Control of this problem can be as simple as placing windbreaks for protection in the
area of your young developing trees. Windbreaks may also include other trees or
shrubs strategically placed to protect your new trees as they grow. You should
also remove any dead or diseased branches which may injure developing fruit.
Remove water sprouts which grow from the base of the tree with thorny spines that
can injure your fruit. Also you should try to limit your pruning of individual
branches which may lead to a lopsided tree.
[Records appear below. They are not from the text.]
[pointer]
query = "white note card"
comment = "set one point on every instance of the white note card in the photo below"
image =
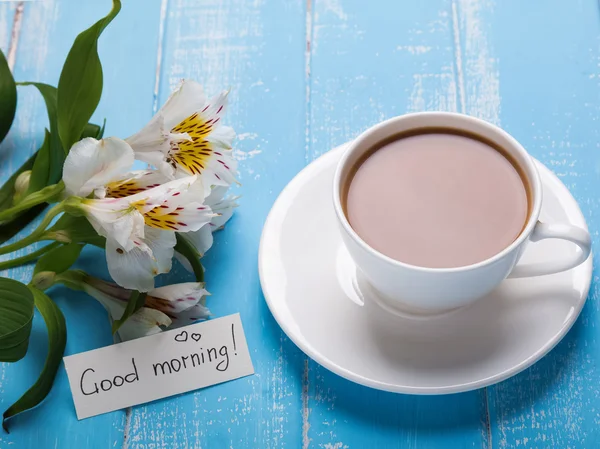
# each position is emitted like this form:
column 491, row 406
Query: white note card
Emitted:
column 158, row 366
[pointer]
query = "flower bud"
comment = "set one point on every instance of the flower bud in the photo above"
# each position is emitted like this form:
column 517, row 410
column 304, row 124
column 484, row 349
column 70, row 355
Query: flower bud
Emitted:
column 22, row 185
column 43, row 280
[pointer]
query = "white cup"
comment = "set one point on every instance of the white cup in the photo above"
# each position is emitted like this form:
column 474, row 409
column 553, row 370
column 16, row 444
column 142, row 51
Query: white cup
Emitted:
column 435, row 289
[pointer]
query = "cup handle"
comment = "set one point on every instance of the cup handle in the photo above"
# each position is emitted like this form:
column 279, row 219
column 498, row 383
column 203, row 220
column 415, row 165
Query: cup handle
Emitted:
column 571, row 233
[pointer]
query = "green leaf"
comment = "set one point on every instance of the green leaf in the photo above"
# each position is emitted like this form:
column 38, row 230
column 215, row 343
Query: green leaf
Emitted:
column 51, row 172
column 7, row 191
column 59, row 259
column 8, row 96
column 16, row 314
column 186, row 249
column 135, row 303
column 92, row 130
column 80, row 83
column 101, row 131
column 57, row 340
column 71, row 229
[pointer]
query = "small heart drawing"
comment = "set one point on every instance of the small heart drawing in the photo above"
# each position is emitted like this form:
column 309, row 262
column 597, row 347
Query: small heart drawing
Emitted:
column 181, row 337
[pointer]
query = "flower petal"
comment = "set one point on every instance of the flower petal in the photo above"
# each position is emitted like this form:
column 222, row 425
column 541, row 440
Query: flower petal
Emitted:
column 201, row 239
column 115, row 219
column 188, row 98
column 156, row 196
column 158, row 160
column 216, row 165
column 135, row 269
column 135, row 182
column 92, row 163
column 186, row 218
column 151, row 137
column 144, row 322
column 174, row 299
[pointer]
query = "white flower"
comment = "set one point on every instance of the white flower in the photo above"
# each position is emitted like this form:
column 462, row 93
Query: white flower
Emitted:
column 186, row 137
column 202, row 239
column 93, row 163
column 140, row 228
column 168, row 306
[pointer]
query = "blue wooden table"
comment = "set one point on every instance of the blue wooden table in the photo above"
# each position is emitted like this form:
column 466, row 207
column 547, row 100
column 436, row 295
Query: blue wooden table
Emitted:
column 307, row 75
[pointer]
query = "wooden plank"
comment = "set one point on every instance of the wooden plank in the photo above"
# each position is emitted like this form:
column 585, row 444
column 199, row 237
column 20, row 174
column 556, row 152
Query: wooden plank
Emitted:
column 366, row 66
column 48, row 29
column 546, row 56
column 256, row 49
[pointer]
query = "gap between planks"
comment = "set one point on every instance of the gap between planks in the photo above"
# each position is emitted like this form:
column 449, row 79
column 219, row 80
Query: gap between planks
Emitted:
column 462, row 106
column 307, row 156
column 15, row 34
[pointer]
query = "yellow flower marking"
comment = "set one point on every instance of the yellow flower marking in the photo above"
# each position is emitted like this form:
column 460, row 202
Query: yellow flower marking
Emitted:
column 193, row 156
column 127, row 187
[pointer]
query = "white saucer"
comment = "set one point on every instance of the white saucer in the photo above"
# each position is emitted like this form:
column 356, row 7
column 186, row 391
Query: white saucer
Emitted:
column 312, row 288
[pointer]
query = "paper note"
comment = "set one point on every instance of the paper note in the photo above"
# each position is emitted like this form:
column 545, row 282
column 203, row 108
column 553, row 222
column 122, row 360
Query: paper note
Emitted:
column 158, row 366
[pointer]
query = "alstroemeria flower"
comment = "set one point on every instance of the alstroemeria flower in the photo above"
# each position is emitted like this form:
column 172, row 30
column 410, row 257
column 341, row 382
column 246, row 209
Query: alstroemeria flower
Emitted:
column 92, row 163
column 168, row 306
column 186, row 137
column 140, row 228
column 223, row 207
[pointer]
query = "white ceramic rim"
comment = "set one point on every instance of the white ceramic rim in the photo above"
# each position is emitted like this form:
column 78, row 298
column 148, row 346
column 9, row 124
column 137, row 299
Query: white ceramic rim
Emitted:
column 349, row 375
column 535, row 184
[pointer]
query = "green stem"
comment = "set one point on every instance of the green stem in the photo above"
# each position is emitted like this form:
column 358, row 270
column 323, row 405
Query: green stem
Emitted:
column 39, row 197
column 37, row 233
column 27, row 258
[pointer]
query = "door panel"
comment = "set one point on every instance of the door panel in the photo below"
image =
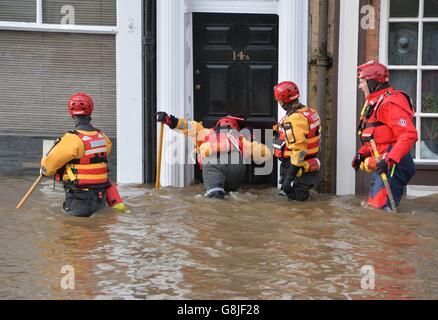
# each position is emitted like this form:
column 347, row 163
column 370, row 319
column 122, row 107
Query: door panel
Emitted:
column 235, row 70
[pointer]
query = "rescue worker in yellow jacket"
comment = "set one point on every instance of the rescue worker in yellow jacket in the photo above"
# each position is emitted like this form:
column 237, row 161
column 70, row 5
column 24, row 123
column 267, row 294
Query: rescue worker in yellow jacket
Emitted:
column 297, row 143
column 80, row 161
column 211, row 144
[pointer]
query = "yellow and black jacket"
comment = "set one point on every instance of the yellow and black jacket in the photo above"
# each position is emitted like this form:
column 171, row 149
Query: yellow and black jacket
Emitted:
column 298, row 136
column 80, row 158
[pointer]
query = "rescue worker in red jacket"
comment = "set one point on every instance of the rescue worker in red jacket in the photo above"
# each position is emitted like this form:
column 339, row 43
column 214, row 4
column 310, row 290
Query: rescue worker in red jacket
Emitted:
column 387, row 118
column 211, row 144
column 297, row 143
column 80, row 161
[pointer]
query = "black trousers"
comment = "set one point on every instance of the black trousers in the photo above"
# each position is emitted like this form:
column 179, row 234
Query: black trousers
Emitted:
column 84, row 202
column 300, row 190
column 223, row 175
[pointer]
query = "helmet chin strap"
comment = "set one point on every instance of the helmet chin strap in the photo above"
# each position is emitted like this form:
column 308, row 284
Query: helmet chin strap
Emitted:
column 291, row 106
column 374, row 86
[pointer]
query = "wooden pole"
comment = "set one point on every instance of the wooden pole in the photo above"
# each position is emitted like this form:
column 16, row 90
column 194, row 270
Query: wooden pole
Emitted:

The last problem I need to touch on is nutrient deficiencies. Nutrient deficiencies
can be caused by not applying the proper fertilizers to your trees, using well water with high pH content, or not applying foliar applications of citrus minor essential elements. Symptoms of nutrient deficiencies include but are not limited to yellowing leaves, rotting or sunken areas on the bottom of the fruit, reduction of fruit production, and pockets of brown or decaying matter
inside the fruit. Most of us grow our citrus in native
nutrients. In order for our trees to produce consistently, we must replenish these
nutrients used by our trees on a regular basis.
Make sure the fertilizer you are using is made for citrus and is a slow release type
of fertilizer. Some micro nutrients may be included in the fertilizer bag you purchase but I have found that you will still need to purchase a citrus micro nutritional package at a local garden center in either a liquid or granular form. I prefer the liquid type you spray onto the tree leaves. Leaves absorb the nutrients directly by bypassing the root system which helps when pH is the problem. High pH soils bind these elements making them unable to be absorbed by the tree roots even if you have applied them to the soil.
I hope this series of articles on citrus will give you some diagnostic tools to
help you identify problems you may find on your trees. Being able to tell the
difference between insect, disease, or citrus disorders may save you money and
allow you to treat your trees accordingly. Citrus can be a wonderful plant for
any garden and will give you years of enjoyment and fruit for your table. Keep
these articles with you when you look at your trees and hopefully you will find
them useful! Since my next article will not be until next year, I wish you all
a Merry Christmas and Happy Holiday Season! Thank you for your support and remember,
without plants we would not be here!